“A word after a word after a word is power”: Margaret Attwood unleashes oppressive silences by underlining the vitality of speaking up in her acclaimed quote. Words empower, words reverberate, words heal. What is emphasized here is the resonance of the “word”: the word in its verbal dimension of speaking and in its audible sense of listening. Listening and not hearing and particularly active listening, as it is indicative of a dynamic process, a process of engagement with what is being said, a process of acceptance and of empathy, a process devoid of prejudice and ultimately a process where conflicts will wither away.
Marshall Rosenberg, when laying down the foundations of Non-Violent Communication, pertinently highlighted that: “Every criticism, judgment, diagnosis and expression of anger is the tragic expression of an unmet need”. We are prone to boxing and framing people based on our perception and not theirs, we tend to be ethnocentric and fall into the trap of labelling and stigmatizing the “Other”. Chronic exposure to stigmatization may lead “stigmatized” individuals to disidentify with the work place environment and to disengage from their professional duties and obligations. It may hinder self-control, receptivity to feedback and fog sound judgements, diminish career aspirations and motivation.
Stigmas that are marks of social disgrace and spoiled social identity might trigger “spill overs” and entrap people into an unhealthy cycle of physiological arousals that might provoke psychosomatic disorders and prompt health related concerns. “Voices” once heard, will open avenues of deep understanding, of “verstehen” as per Max Weber’s expression. This empathetic state of putting yourself in the shoes of others without picking up their blisters fits perfectly into the rationale of the “Voices Project”.
Prejudice, discrimination and stereotype predominantly come from lack of knowledge and lack of exposure to people and ways of life that are different from one’s background. They result from exposure through media outlets and through peers and family members to preconceived ideas about others without filtering accurate from inaccurate information that might build walls of toxic misunderstandings and misinterpretations.
When putting the whole lot into one bucket and not differentiating among individuals that belong to the same group, when we oversimplify and generalize and hold a fixed image about a person irrespective of its accuracy, we tend to erase or discard that “individuating information”that renders each person a unique entity. By being exposed to the “Voices” of the “Other”, negative labelling and stereotyping’s detrimental effects will be annihilated, acceptance of diversity will become the norm.
The “storytelling” dimension of the “Voices Project” opens up a culture of dialogue in which not only work productivity is enhanced, but also where conflicts will be peacefully resolved. Jacques Salomé sums it up beautifully in his potent expression “Le Tu qui Tue”, the “You that kills”. Pointing fingers at the Other exacerbates conflicts and widens the gap on the interpersonal communication level. “You statements" make people feel defensive. By listening to the stories of others and engaging in the “Voices Project”, you will trigger a shift in the way you address others, you will start avoiding "You" accusatory statements and revert to statements that begin with the word "I". “I” Messages explain your own concerns, needs and basic goals and will initiate the active listening process.

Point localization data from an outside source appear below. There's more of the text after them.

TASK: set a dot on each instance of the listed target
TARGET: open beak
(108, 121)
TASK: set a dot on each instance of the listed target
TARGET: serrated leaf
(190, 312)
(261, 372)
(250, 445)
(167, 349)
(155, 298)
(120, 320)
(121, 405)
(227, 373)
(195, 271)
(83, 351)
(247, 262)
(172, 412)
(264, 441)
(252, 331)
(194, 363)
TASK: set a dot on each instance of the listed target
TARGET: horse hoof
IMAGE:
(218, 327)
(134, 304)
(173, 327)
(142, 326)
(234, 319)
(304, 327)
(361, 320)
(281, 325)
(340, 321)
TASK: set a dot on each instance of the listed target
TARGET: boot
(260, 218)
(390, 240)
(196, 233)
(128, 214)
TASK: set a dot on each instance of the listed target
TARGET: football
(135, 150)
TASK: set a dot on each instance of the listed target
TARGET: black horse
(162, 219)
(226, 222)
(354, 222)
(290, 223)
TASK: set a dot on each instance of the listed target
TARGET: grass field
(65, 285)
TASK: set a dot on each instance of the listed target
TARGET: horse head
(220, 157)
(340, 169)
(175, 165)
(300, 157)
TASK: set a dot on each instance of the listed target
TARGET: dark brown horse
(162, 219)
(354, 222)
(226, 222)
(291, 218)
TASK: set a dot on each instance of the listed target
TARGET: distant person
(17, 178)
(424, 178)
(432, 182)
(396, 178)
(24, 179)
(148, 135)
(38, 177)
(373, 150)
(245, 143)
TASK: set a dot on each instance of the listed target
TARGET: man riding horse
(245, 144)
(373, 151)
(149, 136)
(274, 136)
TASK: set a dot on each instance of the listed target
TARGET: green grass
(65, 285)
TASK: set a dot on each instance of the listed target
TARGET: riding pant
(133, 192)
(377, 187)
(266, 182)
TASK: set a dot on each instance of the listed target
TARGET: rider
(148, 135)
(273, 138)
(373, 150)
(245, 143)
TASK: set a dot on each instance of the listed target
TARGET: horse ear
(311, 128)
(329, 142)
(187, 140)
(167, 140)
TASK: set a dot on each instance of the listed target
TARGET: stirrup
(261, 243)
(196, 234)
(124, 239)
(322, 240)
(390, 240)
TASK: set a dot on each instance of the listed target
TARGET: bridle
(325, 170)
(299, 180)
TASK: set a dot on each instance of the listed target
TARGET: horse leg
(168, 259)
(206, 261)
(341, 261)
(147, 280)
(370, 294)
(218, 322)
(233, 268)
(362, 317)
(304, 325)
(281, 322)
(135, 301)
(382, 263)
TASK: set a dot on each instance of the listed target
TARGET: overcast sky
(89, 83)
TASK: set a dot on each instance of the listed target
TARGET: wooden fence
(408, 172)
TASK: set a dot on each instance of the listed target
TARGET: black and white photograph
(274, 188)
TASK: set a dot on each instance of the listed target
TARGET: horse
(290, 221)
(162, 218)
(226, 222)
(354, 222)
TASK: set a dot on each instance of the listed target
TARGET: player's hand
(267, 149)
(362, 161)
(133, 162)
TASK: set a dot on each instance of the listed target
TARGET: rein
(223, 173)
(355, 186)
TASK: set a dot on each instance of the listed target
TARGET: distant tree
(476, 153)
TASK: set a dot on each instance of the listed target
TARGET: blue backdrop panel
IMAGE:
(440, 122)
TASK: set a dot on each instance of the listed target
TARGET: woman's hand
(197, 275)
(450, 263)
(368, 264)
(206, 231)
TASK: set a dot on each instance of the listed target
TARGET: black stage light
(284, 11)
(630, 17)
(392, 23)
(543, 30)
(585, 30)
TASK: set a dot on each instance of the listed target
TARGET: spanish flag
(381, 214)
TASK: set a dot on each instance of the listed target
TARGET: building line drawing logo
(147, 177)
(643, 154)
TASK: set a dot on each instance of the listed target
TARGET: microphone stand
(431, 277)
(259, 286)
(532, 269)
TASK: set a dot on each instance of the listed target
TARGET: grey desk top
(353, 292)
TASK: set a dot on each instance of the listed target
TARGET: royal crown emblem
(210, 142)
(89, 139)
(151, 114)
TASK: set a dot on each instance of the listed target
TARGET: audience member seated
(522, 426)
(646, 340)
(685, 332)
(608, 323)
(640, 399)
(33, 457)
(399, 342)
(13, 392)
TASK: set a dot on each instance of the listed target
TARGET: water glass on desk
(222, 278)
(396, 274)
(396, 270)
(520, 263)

As per Ervin Goffman’s dramaturgical approach, life is similar to a stage, a metaphor that represents society and how we navigate through it in ways to be accepted and integrated. We wear a panoply of masks throughout our lives and in our daily interactions. What is visible to the outsider are only filtered layers of one’s personality and characters. We juggle with so many layers of ourselves and we only allow the “front stage self” to transpire to the surface. When we are off stage, the “back stage self” is relaxed, freed from societal gaze. It reveals who we really are, away from the “impression management” that we have to grapple with. The Voices Project will unveil the mask(s) and will unleash the true You!
Along the same dramaturgical lines, let’s ponder on the lyrics of one of the most renown Queen’s song “The Show Must Go On”.
(…) Behind the curtain, in the pantomime
Hold the line
Does anybody want to take it anymore?
The show must go on
The show must go on, yeah
Inside my heart is breaking
My makeup may be flaking
But my smile, still, stays on (…)
Freddie Mercury was telling his story, a story of enduring suffering and pain, a shoutout for resilience and persistence. Each one of us, has behind their curtain a story, a tear and a smile. Let’s listen to them…
Remember, relationships are fostered and dialogue is empowered when words are used differently and actively listened to!